Fernandez looked surprised, and then his black brows drew together in a frown. Being Spanish he also felt rather shocked, which was given away by his expression.

‘But your parents?’ he asked. ‘Have you no parents? Are you alone in the world?’

She admitted that she had been without parents since her last year at school, but there had been a little money left for her to train, and she had taken a course in child welfare. She had had two jobs as nursery-governess, one as governess to an older child, and the job that had just come to an end in such a unfortunate manner had combined so many duties that she had been more or less a maid-of-all-work. She wasn’t ashamed of confessing this to the man across the table—perhaps because she was so sure she would never see him again after tonight, and in any case there was little point in departing from the truth—and she saw him looking at her in an inexplicable fashion, as if she was something he had never met before.

‘Then although I said you don’t look like Cinderella, ’ he remarked, ‘ your future is really as uncertain as Cinderella’s.’

‘Yes.’ She stared down at the bubbles that were expanding and contracting in her wineglass. ‘Except that from the moment Cinderella lost her slipper things started to work out well for her! ’

‘That is true. It is a pity we cannot think of something that would enable things to work out well for you.’

She looked across at him without speaking.

‘Tell me,’ he requested, ‘what, exactly, are your qualifications — your accomplishments? You said that you have acted as governess to an older child. Presumably that was not as easy as looking after little ones? Were you a success when you undertook that particular task? Or was it, seeing that you are rather young yourself, just a little beyond you?’ smiling to soften the inference in his words.

‘No; I was quite a success. The child was at home from school for a year, owing to illness, and I think I helped her quite a lot. At any rate,’ with a reminiscent look of affection in her clear grey eyes, ‘we grew fond of one another, and it was quite a wrench for both of us when school loomed up once more on the curriculum. ’

‘You mean when you had to part? ’

‘Yes. And as a matter of fact we still correspond—not only I and the child, but the child’s parents. They were very good to me. ’

He studied her reflectively.

‘Possibly it would be easy to be good to you if you were doing what you English call ‘pulling your weight’.’ Once again she was silent, but her heart seemed to be bounding more quickly than normal—which no doubt was the effect of the wine, which was rather heady.

‘Let me tell you something, Miss Waring,’ he said suddenly. ‘I am a doctor—what you call a ‘consultant’ doctor—in Madrid, and my home is, of course, in Madrid also. I have a motherless daughter of nine who was critically ill for several months, and now that she is on the mend I have explained that I wish her to live for a time on the coast. Here on the Costa Brava. I think I have found a suitable villa, or cottage, and Gianetta will be in the charge of her English nurse. But the nurse is not quite up to coping with Gia — perhaps for the reason that Gia is something of a monkey,’ smiling with a magical softening of his dark eyes, ‘and it seems to me that what is really needed is a governess. Someone young, and alive, and understanding—perhaps like yourself! ’

‘You mean--------?’

Lisa felt her heart stop beating, and then rush on again wildly.

‘ I mean that it might solve your problem, and mine, if you stayed on here in San Cecilio, and accepted a position with a Spanish family. That is to say, if you would allow me to become your employer. ’

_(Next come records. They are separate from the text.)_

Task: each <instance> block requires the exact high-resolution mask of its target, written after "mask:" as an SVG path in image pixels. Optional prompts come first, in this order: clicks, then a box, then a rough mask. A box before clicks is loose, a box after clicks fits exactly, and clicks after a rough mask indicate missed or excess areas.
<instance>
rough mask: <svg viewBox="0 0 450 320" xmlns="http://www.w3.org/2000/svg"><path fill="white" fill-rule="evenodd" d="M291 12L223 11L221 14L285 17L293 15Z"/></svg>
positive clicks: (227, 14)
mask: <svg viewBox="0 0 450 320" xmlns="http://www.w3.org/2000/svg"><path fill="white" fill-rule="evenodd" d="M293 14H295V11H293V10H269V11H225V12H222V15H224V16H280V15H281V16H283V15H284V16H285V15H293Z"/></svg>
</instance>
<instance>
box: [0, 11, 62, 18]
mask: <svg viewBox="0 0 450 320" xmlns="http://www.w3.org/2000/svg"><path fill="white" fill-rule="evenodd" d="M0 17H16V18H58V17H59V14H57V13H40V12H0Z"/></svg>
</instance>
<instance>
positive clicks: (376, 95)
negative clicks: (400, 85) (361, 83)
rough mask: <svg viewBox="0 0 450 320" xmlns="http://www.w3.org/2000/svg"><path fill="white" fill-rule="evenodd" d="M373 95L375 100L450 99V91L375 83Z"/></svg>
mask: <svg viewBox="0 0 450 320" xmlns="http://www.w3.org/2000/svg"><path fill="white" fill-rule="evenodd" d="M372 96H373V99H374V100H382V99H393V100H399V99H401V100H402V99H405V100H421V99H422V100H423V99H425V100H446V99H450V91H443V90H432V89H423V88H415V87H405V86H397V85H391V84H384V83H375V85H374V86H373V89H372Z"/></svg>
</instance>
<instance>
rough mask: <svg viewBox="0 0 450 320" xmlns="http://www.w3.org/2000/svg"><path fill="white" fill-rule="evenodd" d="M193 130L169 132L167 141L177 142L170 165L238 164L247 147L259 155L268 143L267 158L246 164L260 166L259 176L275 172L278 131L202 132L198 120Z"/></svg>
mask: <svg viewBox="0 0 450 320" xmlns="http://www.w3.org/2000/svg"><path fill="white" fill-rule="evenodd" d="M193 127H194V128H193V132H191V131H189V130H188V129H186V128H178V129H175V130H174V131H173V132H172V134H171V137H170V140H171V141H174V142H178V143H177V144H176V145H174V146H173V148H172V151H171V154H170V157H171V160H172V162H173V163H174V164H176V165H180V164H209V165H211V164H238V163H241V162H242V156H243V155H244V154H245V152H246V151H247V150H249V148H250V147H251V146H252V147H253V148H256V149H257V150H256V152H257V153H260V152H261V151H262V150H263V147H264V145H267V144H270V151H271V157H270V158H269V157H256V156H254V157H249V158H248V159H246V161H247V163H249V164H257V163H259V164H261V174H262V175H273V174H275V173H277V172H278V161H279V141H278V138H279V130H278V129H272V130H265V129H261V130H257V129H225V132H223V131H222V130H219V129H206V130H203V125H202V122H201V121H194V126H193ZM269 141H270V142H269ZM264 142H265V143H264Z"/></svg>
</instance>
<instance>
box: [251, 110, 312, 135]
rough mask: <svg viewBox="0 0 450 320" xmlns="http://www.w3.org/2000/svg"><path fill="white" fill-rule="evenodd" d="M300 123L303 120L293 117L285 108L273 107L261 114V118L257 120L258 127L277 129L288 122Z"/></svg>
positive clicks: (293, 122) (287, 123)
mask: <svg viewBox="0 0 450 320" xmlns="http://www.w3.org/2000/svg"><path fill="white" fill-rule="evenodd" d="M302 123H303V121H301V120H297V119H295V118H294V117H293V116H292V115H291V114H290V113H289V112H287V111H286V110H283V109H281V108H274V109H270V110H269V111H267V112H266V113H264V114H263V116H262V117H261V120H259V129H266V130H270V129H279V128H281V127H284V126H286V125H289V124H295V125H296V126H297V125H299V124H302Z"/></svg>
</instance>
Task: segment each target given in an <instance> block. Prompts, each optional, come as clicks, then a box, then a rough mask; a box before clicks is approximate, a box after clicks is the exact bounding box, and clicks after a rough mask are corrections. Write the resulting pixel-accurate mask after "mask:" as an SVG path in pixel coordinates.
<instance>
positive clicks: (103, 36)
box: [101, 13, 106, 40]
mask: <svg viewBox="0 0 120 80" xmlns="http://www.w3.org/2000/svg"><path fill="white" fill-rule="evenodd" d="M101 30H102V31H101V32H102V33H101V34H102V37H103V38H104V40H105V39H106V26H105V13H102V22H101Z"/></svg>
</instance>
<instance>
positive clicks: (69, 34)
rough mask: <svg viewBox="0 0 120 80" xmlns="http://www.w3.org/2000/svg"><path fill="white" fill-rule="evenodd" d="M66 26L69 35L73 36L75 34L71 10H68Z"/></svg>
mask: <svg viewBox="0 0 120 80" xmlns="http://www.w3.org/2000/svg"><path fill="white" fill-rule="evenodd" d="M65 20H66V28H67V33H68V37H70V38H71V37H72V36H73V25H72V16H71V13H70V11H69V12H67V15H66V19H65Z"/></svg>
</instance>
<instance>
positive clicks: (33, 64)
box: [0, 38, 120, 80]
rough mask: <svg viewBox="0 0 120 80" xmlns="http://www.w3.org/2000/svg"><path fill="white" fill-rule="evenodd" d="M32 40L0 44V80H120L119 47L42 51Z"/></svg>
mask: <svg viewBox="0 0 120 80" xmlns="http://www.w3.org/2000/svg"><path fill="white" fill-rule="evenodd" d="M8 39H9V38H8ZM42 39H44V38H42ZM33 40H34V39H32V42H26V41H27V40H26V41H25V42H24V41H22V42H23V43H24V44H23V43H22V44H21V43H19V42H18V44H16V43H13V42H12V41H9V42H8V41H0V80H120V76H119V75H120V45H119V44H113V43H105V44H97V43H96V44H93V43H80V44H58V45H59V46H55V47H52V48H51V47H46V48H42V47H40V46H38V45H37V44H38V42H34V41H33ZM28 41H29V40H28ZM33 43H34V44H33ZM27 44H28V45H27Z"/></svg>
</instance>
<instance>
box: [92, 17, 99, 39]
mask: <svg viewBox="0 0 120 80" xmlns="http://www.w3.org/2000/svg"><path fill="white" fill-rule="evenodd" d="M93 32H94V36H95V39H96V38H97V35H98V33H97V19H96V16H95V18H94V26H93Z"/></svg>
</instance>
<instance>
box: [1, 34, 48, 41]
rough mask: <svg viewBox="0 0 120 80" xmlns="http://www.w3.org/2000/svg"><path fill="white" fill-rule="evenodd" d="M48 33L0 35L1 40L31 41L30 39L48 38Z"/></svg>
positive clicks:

Lisa was quite certain that it was the wine that had got up into her head — that she ought to have stuck to only one glass, instead of accepting another half glass as well, and that being extremely potent it was already having a disastrous effect! She was imagining that she heard things

—    imagining that he, of all men, was offering her a job!

He regarded her quizzically as she appeared to be

trying to take in his suggestion — groping for words to answer him.

‘Perhaps you do not feel that you could take very easily to the Spanish way of life?’ he suggested. ‘It is pleasant for a holiday, but how would it work out if you had to remain here in this country for a period of several months

—    at any rate until the autumn? Is that what you are asking yourself?’